SCROLL TO CONTINUE WITH CONTENT

"Angka ini yang kami monitor dari permohonan dispensasi nikah yang kami rekomendasikan ke Pengadilan Agama (sePA). Tapi kami mendapat informasi juga, ada dispensasi nikah yang kami tolak, namun perkawinan tetap dilaksanakan. Padahal kami tidak pernah mendapat laporan itu dari PA," ujar Kabid PPA DPPKBP3 Pemkab Blitar Lyes Setyaningrum Ari tunggal kepada detikJatim, Selasa (14/6/2022).

Lyes mengungkapkan masa sekolah daring menjadi faktor utama terjadinya perkawinan usia dini ini. Anak tidak punya aktivitas lain dan lebih banyak menghabiskan waktunya bermain gadget. Media sosial, disebut Lyes, menjadi media asupan anak tanpa adanya kontrol dan pengawasan dari orang tua mereka.

ADVERTISEMENT

"Hampir semua kasus yang kami tangani, kondisi orang tua sibuk bekerja. Anak yang tidak sekolah lebih sering main HP dan mendapat kenalan di medsos. Berlanjut ke perjumpaan secara fisik yang menjurus hubungan intim hingga menyebabkan kehamilan," ungkapnya.

Kehamilan di luar perkawinan sah, lanjutnya, menjadi dasar anak-anak ini kemudian meminta dispensasi nikah ke pihaknya. Lyes mengakui, dari angka dispensasi nikah yang direkomendasikan hampir 90 persen karena adanya kehamilan.

"Namun ada juga yang hamil tapi kami tidak berikan dispensasi nikah. Ini dari hasil asesmen kami kepada kedua belah pihak keluarga. Mengingat baik calon ibu atau bapaknya masih usia anak-anak. Belum produktif dan berpenghasilan sendiri. Lalu bagaimana mereka akan merawat anaknya jika lahir kelak," tandasnya.

Lalu bagaimana solusi dan nasib jabang bayi yang ada dalam kandungan si anak, Lyes menjawab, diputuskan dari hasil mufakat kedua belah pihak keluarga. Jika pihak keluarga bersedia dan dinilai mampu merawat bayi, maka akan diserahkan kepada keluarganya.

"Tapi jika kedua keluarga tidak mampu, baik secara material maupun inmaterial, kami dampingi sang calon ibu sampai melahirkan. Kemudian nanti ada prosedur sesuai hukum dan aturan yang berlaku, bayi bisa diadopsi keluarga lain yang menginginkan anak. Tentu harus memenuhi syarat yang telah ditetapkan," kata Lyes.

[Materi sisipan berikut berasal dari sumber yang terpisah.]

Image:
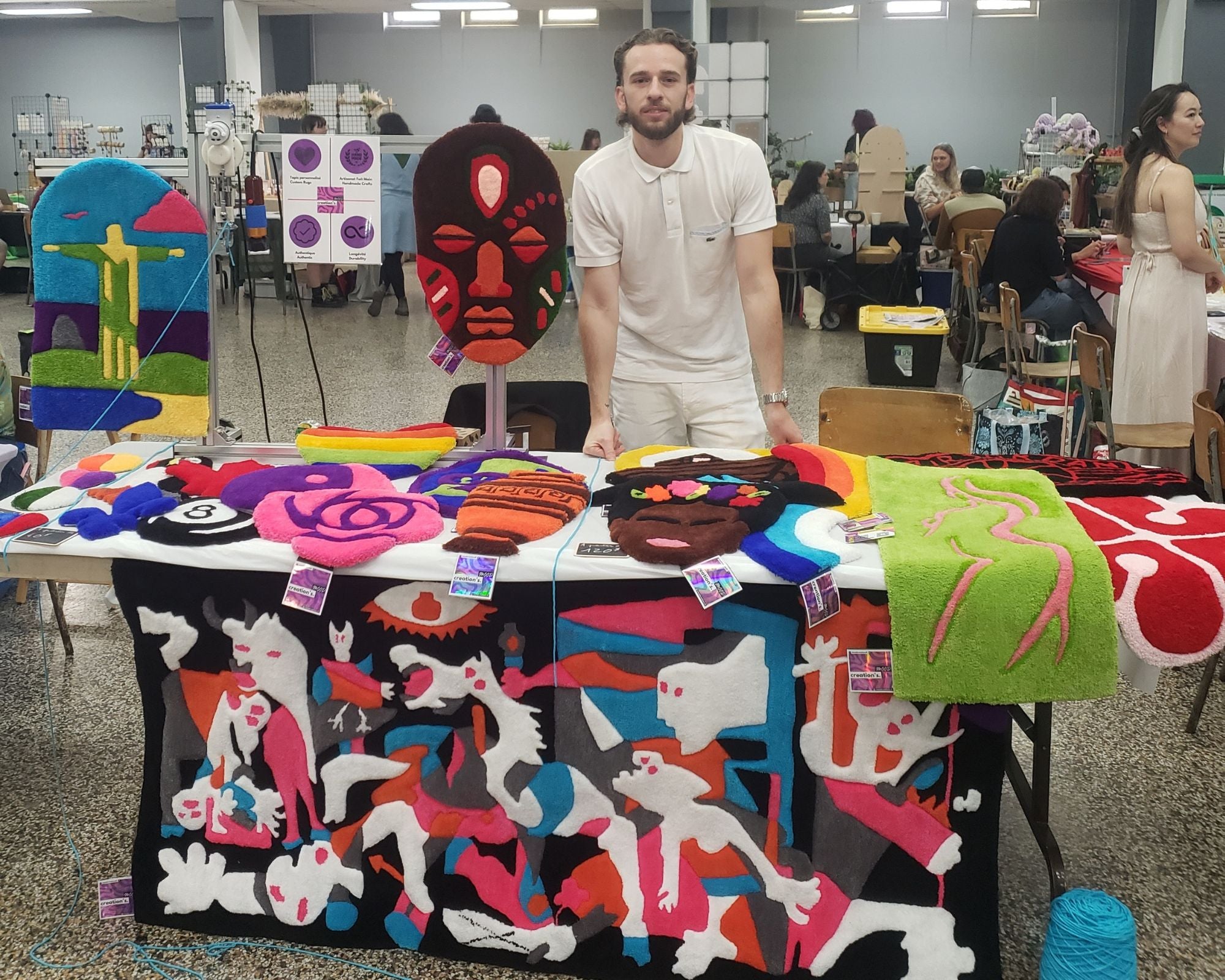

Terkait tidak adanya laporan dari PA yang meloloskan perkawinan anak berlangsung tanpa rekom dispensasi dari dinasnya, Lyes berkoordinasi langsung dengan semua KUA di wilayah Kabupaten Blitar.

"Kami menunggu data dari KUA ini. Nanti kalau semua KUA sudah menyampaikan data ke kami, akan ada penguatan koordinasi dengan PA. Karena prosedurnya, PA meminta calon pengantin anak mendapatkan rekom dari P2TP2A. Lalu surat kami tembuskan langsung ke hakim PA. Tapi kami tidak dapat laporan apakah perkawinan anak ini tetap diloloskan atau ditolak sesuai dengan rekomendasi kami," pungkasnya.

HIngga pukul 13.45 WIB, pihak PA belum merespons pesan yang dikirimkan detikJatim untuk klarifikasi.